A little more than a week ago I got a postcard from MLGW. Any communication with them is usually not good.
It read, “Your home soon will receive new utility meters from MLGW to improve customer service and provide you with more information about your electricity, gas and water use. These new smart meters have been adopted by MLGW and utilities across the country and around the world. Installation of the enhanced Electric Meter at your home will occur no earlier than 30 days following the postmark on this letter.” It went on to steer me to a website that would give me more details and videos of customers using them.
First, I can tell how my utility usage goes by looking at the bill. If I am using more than I can afford, I cut back. I don’t see why people need a meter to tell them that.
Yes, they have been adopted across the country and the world. In Germany, they ended up getting rid of them because they caused more trouble than they were worth. In Chattanooga, the initial cost of $250 million to install them exploded to a billion. Ask yourself what that money could do for our city.

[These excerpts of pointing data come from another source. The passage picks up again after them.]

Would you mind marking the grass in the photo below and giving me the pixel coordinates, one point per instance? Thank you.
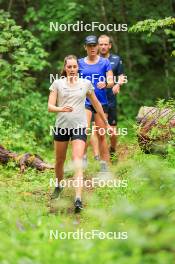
(145, 210)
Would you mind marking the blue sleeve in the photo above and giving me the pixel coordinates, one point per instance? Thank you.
(108, 65)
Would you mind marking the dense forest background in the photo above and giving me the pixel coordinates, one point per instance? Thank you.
(30, 52)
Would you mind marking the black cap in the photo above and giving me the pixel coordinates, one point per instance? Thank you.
(91, 40)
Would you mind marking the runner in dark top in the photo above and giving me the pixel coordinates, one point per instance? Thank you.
(117, 68)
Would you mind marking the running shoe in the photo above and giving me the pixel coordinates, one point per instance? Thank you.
(56, 192)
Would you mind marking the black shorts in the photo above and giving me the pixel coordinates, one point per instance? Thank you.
(65, 134)
(92, 109)
(112, 115)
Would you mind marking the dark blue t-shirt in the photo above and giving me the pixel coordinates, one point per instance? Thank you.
(117, 68)
(95, 73)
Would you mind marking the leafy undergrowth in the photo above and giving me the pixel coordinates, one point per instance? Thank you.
(143, 210)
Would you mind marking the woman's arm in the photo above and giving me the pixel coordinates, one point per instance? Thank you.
(52, 104)
(109, 81)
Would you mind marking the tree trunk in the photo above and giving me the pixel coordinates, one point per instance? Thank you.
(155, 129)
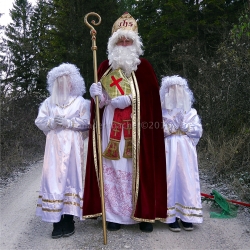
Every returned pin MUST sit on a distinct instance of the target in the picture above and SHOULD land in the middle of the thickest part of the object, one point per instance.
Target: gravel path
(22, 230)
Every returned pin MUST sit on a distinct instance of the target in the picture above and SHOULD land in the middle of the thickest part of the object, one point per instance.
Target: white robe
(118, 177)
(62, 183)
(183, 186)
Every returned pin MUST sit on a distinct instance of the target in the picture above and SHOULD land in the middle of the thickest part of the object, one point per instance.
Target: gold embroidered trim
(147, 220)
(91, 216)
(112, 150)
(178, 132)
(95, 155)
(135, 137)
(128, 149)
(51, 210)
(193, 208)
(74, 195)
(71, 203)
(195, 215)
(52, 201)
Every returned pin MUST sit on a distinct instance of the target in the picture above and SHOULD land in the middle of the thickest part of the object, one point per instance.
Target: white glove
(121, 102)
(184, 127)
(179, 119)
(59, 120)
(52, 124)
(96, 90)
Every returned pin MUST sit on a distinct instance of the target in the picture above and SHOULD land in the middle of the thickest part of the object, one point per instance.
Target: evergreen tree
(41, 38)
(20, 47)
(70, 39)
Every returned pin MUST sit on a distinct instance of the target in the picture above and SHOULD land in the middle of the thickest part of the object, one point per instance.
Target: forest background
(206, 42)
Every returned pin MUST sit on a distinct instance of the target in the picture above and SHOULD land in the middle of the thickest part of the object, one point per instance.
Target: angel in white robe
(182, 131)
(64, 118)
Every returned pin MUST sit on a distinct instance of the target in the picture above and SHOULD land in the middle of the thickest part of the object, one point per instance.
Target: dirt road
(22, 230)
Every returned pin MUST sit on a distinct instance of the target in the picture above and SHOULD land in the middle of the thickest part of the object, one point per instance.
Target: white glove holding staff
(96, 90)
(59, 120)
(121, 102)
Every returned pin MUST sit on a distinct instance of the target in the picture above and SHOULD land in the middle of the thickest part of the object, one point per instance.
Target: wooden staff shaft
(98, 129)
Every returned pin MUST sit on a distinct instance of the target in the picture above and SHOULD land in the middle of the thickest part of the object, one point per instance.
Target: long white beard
(61, 91)
(124, 57)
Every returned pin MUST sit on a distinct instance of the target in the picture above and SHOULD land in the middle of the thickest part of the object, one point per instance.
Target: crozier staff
(133, 156)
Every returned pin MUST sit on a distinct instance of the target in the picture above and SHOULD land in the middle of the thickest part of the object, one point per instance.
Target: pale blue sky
(5, 6)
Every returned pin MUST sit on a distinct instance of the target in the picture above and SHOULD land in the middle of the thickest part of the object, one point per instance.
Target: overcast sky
(5, 6)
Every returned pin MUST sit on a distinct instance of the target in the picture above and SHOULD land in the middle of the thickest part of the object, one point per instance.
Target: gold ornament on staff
(94, 48)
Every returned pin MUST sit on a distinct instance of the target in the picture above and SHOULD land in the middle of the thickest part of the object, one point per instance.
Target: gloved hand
(59, 120)
(179, 119)
(121, 102)
(52, 124)
(96, 90)
(184, 127)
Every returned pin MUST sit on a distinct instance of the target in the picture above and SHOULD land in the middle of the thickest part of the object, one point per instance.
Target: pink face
(123, 41)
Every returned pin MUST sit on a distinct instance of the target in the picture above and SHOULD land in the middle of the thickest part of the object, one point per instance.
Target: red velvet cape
(152, 196)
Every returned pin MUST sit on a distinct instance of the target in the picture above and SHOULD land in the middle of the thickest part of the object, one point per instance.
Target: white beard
(61, 91)
(124, 57)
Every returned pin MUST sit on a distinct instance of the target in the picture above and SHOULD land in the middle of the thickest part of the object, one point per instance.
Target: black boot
(146, 227)
(68, 225)
(57, 229)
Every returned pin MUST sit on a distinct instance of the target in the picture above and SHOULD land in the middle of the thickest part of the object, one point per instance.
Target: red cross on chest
(116, 83)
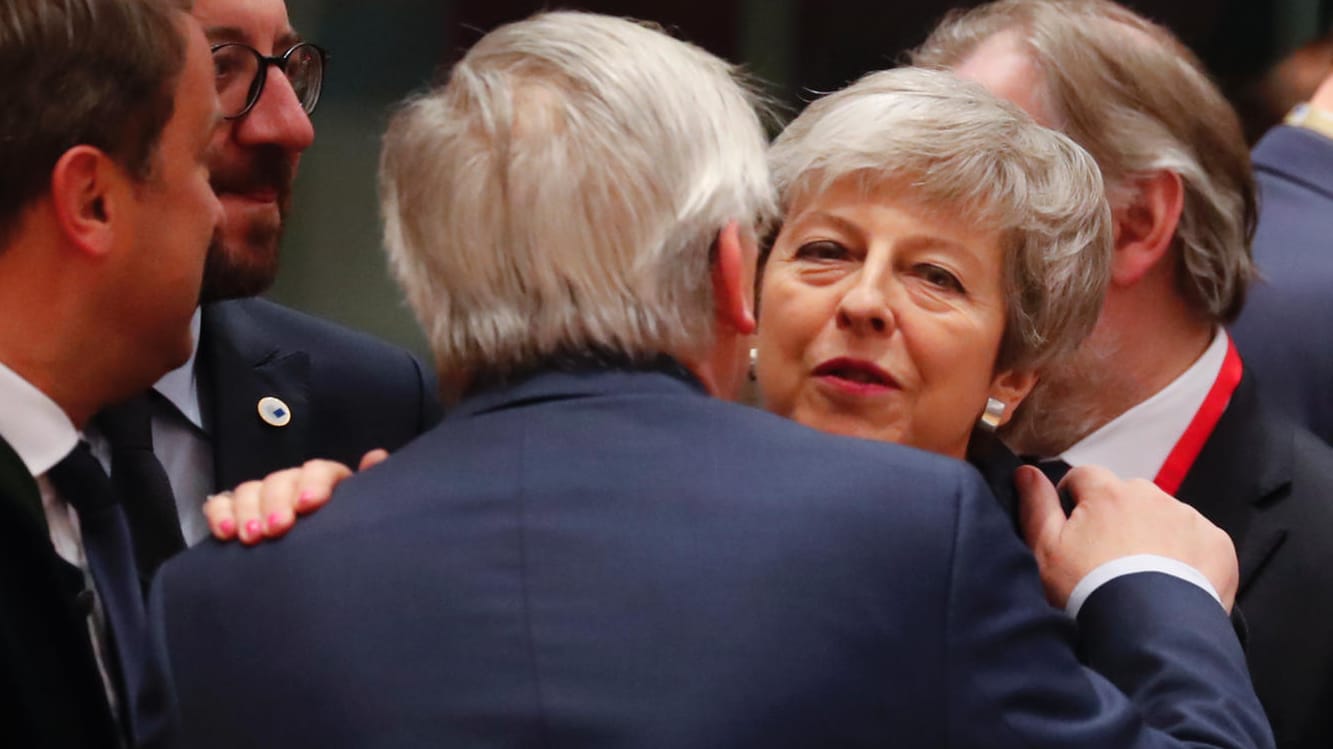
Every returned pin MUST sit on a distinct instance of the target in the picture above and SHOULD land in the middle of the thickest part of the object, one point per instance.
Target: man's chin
(231, 272)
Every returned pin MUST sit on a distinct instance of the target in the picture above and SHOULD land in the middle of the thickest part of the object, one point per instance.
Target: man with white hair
(592, 552)
(1157, 391)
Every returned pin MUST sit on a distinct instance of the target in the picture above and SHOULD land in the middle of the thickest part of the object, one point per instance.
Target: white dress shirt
(181, 443)
(41, 435)
(1135, 445)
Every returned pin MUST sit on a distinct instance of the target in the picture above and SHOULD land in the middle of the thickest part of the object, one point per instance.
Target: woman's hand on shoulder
(268, 508)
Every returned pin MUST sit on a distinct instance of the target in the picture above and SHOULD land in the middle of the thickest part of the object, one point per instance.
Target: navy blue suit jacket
(1285, 332)
(1269, 484)
(613, 559)
(348, 392)
(48, 675)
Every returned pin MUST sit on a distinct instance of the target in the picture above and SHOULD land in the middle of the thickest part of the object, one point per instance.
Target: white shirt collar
(180, 385)
(36, 428)
(1136, 443)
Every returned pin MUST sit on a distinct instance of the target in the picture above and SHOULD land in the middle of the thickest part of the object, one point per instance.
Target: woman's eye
(820, 251)
(940, 277)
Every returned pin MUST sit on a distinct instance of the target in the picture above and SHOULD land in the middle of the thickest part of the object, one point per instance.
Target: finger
(316, 483)
(245, 505)
(220, 516)
(277, 500)
(1040, 515)
(372, 459)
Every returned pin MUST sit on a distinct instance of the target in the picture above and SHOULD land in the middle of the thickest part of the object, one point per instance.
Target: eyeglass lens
(240, 72)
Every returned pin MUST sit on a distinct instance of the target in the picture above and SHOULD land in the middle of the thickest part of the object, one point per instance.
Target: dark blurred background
(1265, 55)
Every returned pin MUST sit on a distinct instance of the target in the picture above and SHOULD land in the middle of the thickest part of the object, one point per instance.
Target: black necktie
(1055, 469)
(80, 481)
(141, 484)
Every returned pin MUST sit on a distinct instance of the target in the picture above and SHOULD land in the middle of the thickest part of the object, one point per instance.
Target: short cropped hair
(561, 192)
(1140, 101)
(83, 72)
(967, 153)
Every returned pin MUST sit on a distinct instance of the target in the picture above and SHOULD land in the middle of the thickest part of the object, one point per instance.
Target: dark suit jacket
(348, 392)
(53, 693)
(613, 559)
(1269, 484)
(1284, 331)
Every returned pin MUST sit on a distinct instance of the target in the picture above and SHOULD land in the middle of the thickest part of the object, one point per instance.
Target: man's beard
(248, 265)
(1075, 397)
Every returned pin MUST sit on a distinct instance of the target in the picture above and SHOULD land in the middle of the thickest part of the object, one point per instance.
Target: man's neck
(1144, 341)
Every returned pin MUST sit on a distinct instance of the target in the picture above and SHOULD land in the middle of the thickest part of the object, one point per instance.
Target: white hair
(967, 153)
(1139, 101)
(561, 192)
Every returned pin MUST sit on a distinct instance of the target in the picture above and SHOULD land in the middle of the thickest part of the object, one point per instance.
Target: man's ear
(85, 187)
(1011, 387)
(733, 279)
(1145, 227)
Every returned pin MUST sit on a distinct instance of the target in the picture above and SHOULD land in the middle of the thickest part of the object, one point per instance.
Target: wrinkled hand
(1116, 519)
(268, 508)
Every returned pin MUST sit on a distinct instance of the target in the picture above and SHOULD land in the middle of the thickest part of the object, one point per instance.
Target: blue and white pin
(273, 411)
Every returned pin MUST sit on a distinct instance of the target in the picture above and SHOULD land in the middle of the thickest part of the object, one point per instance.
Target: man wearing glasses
(267, 387)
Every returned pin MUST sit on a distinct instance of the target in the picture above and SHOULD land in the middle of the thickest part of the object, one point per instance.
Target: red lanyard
(1192, 441)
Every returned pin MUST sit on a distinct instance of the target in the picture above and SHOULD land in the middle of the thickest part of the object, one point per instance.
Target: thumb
(372, 459)
(1040, 515)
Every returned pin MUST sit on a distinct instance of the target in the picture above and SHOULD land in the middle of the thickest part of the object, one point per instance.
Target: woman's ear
(1011, 387)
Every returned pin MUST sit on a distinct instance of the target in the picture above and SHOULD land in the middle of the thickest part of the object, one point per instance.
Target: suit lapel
(239, 368)
(19, 488)
(43, 633)
(1244, 468)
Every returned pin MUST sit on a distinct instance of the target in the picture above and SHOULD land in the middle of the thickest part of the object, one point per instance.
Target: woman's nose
(865, 309)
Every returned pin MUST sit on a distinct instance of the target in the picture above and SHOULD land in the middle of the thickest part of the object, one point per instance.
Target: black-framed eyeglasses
(240, 72)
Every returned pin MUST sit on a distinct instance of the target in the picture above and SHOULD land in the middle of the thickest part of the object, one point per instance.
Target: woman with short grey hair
(939, 247)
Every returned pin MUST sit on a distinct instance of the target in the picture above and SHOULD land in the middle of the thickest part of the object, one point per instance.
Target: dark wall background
(381, 51)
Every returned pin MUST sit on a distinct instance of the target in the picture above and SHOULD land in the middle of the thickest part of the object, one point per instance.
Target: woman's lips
(855, 376)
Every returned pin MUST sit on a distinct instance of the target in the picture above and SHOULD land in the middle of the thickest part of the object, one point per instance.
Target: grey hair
(561, 192)
(961, 151)
(1139, 101)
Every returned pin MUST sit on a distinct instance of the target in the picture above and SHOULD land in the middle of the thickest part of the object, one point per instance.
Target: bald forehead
(1003, 65)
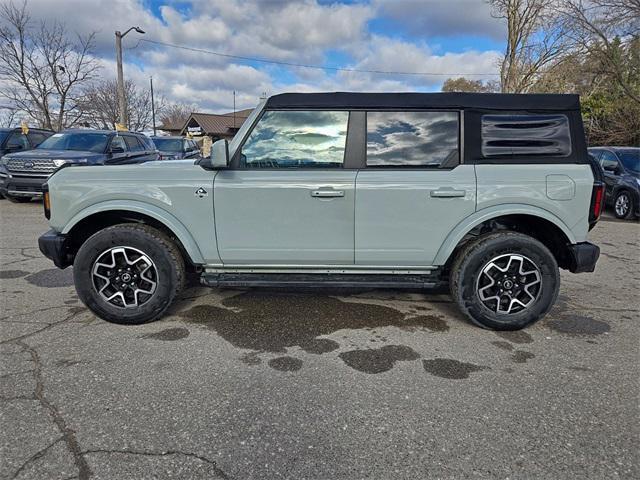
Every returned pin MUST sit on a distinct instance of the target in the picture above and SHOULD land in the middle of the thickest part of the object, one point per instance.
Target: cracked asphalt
(332, 385)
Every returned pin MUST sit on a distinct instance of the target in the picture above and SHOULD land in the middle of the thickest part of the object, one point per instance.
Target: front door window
(297, 139)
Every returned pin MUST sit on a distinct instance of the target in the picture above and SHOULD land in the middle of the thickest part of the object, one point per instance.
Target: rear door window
(297, 139)
(133, 144)
(518, 135)
(608, 160)
(17, 141)
(412, 139)
(36, 138)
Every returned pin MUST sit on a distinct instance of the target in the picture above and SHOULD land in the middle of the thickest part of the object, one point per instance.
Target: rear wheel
(13, 199)
(622, 205)
(128, 273)
(505, 280)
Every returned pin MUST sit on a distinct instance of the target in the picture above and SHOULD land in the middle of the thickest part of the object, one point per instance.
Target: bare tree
(607, 30)
(41, 69)
(462, 84)
(99, 105)
(8, 116)
(175, 114)
(536, 39)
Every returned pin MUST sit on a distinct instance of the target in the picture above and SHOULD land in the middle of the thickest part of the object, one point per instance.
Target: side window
(36, 138)
(412, 139)
(118, 142)
(297, 139)
(609, 161)
(133, 145)
(510, 135)
(18, 141)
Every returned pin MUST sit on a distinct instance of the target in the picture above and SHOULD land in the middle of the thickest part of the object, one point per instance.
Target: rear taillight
(597, 203)
(46, 202)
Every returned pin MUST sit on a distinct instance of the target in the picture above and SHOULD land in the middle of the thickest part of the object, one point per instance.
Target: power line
(305, 65)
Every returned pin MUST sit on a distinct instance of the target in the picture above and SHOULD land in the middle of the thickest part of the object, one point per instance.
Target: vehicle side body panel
(285, 216)
(402, 216)
(561, 190)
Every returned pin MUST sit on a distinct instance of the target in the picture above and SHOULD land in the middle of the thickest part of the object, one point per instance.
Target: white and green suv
(488, 193)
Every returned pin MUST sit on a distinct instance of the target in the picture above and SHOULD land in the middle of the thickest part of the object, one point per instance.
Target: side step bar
(279, 280)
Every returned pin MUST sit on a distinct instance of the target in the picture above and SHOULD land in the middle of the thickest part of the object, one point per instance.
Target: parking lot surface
(251, 384)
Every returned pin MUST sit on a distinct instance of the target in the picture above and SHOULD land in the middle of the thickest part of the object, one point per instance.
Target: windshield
(168, 144)
(630, 159)
(80, 141)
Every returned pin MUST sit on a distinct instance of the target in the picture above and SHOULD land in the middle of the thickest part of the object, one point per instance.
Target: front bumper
(55, 246)
(583, 257)
(21, 184)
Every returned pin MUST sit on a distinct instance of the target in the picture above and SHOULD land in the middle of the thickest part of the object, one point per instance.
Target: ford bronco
(488, 193)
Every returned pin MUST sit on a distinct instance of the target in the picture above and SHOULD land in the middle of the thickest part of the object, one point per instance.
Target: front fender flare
(466, 225)
(157, 213)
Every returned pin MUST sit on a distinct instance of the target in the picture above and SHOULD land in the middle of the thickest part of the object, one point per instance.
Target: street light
(121, 100)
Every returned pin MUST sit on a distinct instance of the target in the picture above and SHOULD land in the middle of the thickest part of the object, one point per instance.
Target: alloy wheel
(124, 277)
(622, 205)
(509, 283)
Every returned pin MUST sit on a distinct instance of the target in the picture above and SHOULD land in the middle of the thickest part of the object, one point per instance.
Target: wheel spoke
(509, 283)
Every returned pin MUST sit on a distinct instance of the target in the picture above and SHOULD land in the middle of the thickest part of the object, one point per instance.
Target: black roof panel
(490, 101)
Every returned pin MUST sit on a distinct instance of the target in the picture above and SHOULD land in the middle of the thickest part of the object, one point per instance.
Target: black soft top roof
(489, 101)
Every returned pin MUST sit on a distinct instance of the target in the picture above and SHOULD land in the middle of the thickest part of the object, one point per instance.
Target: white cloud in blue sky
(439, 36)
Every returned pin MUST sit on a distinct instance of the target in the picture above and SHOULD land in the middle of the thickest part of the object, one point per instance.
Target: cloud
(303, 31)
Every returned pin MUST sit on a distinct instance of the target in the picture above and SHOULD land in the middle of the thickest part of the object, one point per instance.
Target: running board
(289, 280)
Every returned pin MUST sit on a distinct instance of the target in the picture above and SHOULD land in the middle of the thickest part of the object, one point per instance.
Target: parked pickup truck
(490, 194)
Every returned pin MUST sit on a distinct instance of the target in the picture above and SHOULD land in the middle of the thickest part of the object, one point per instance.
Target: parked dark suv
(621, 167)
(176, 148)
(14, 140)
(22, 174)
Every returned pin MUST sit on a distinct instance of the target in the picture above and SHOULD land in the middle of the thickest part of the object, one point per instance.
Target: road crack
(69, 436)
(219, 472)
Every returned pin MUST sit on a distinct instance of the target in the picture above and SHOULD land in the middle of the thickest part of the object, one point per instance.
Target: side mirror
(219, 158)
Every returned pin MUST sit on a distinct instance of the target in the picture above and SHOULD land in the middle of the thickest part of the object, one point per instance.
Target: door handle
(327, 193)
(447, 193)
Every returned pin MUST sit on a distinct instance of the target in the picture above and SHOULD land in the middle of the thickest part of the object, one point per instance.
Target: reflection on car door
(288, 200)
(414, 190)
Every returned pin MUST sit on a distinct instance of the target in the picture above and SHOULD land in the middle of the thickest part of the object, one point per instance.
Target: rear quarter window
(522, 135)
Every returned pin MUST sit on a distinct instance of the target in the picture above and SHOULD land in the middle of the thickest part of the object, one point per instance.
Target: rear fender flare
(464, 227)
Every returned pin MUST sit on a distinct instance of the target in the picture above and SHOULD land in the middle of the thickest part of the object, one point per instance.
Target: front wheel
(622, 205)
(505, 280)
(128, 273)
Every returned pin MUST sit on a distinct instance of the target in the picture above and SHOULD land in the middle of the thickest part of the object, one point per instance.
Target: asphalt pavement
(255, 384)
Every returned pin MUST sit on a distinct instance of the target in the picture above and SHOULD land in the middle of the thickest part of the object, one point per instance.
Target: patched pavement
(324, 385)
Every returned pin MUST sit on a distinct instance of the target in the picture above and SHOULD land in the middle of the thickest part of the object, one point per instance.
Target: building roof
(218, 124)
(491, 101)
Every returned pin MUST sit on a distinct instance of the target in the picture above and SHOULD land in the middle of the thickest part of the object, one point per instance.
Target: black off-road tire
(157, 246)
(629, 203)
(13, 199)
(472, 258)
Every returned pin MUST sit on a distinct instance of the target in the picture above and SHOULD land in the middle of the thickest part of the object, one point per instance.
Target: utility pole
(122, 103)
(153, 108)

The postcard concluded that if I wanted to decline this service I could dial a number. I did so immediately. As it turned out, the number they told me to press was incorrect. Hmm.
When I did connect with an MLGW person, she told me she would send out an opt out letter that day. I received it a few days later. It had a form to fill out, which I did.
Interestingly, the letter still pushed for my choosing a smart meter. If I declined, it listed 4 things that I could expect. It sounded ominous:
1. Near real time outage notification will not be available to me. MLGW will only be able to respond to a site outage once I have called MLGW’s outage hotline. The special features of smart meters, wherein an outage at my home can be detected and responded to almost immediately, will not be available to me.
2. The type and frequency of information available from smart meter(s) will not be made available to me, including daily and interval usage data, peak demand date, water leak detection and cost to date calculations.
3. I must provide access to all MLGW meters on my property for manual meter reading each month as my non communicating meter(s) cannot transmit information to MLGW in a manner that reduces estimated bills.
4. As a customer opting for non communicating meter(s), I will not have the benefit of a remote service turn on or reconnection; instead, MLGW field personnel will have to be dispatched to my property when needed. Depending on availability of personnel and equipment, this procedure may take up to two days as opposed to same day turnaround with smart meters.
Sounds stern and threatening, doesn’t it? After I sent in my opt out letter I got another, again urging me to go for the smart meters.
No thanks. Why is a utility company for the public thrusting this on us? We did not get to vote about it. The Council sneaked that in after the election and before the new session. Why do they feel it’s OK to spend such an amount of money? How can we ever recoup it, especially if energy – natural gas in particular – gets cheaper.
It’s hard to believe anyone has the citizen in mind with this.